Champagner und Russland – das mag zunächst nach einer ungewöhnlichen Kombination klingen. Ist es aber nicht. Zaristische Militärs lernten während des Kriegs gegen Napoleon den Schaumwein kennen und lieben. In der zweiten Hälfte des 19. Jahrhunderts ließ das Zarenhaus im Süden des Reiches Weingüter gründen, um die eigene Produktion anzukurbeln. Aus der Ära stammen die Kellereien Nowij Swjet und Massandra auf der Krim und eben die Schaumwein-Herstellung in Abrau-Durso an der südrussischen Schwarzmeerküste, die im Vorjahr ihr 150-Jahr-Jubiläum feierte.

Die Russische Revolution setzte der von französischen Experten begleiteten Weinkultur ein Ende. Später kurbelte Stalin die Produktion wieder an, nicht ohne den „Sowjetskoje Schampanskoje“ reichlich mit Zucker zu versetzen.

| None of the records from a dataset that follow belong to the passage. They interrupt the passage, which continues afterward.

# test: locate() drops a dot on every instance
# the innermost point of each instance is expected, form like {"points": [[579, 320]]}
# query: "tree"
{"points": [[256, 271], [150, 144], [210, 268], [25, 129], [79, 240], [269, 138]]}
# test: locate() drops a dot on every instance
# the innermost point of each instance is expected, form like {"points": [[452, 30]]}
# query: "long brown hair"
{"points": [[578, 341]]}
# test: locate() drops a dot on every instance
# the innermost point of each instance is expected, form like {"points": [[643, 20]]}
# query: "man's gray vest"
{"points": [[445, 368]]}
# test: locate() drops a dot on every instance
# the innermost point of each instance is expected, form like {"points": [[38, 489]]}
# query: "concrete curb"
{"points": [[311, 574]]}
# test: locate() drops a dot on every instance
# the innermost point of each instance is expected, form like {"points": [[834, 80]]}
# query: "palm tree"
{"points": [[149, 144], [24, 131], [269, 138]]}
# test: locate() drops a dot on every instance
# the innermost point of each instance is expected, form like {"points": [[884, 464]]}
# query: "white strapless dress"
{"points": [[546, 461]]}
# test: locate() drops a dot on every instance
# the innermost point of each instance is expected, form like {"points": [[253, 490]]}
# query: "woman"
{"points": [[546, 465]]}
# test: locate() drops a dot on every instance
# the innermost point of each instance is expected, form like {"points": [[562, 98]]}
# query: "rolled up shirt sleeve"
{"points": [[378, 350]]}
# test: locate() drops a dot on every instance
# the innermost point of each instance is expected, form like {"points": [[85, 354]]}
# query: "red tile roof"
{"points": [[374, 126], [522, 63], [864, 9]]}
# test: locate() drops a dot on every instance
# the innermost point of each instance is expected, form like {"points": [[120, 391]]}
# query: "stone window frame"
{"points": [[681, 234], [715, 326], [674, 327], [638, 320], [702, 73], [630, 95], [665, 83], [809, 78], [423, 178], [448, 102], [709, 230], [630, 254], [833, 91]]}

„Aus einem Getränk für Millionäre wurde ein Trunk für Millionen“, so drückte es griffig die Frau aus, die mich unlängst durch die eindrucksvollen gemauerten Keller von Abrau-Durso führte. Dort stellt man heute den bekanntesten russischen Perlwein her. Auch die Champagner-Methode wird – abermals unter Kontrolle französischer Önologen – wieder angewendet. Statt süßen Sprudels reicht man heute lieber herben Extra Brut. Die Kellerei ist im Besitz des Geschäftsmanns Boris Titow, der nicht nur das Weingut erworben hat, sondern Herr des halben Dorfs ist – ihm gehören Hotels, Restaurants, ein Jachtklub, der Meerzugang. Alles bis ins kleinste Detail durchdesignt im französischen Stil. Abrau ist ganz Vision seines Besitzers, ein auf sonderbare Weise ebenso artifizieller wie authentischer Ort.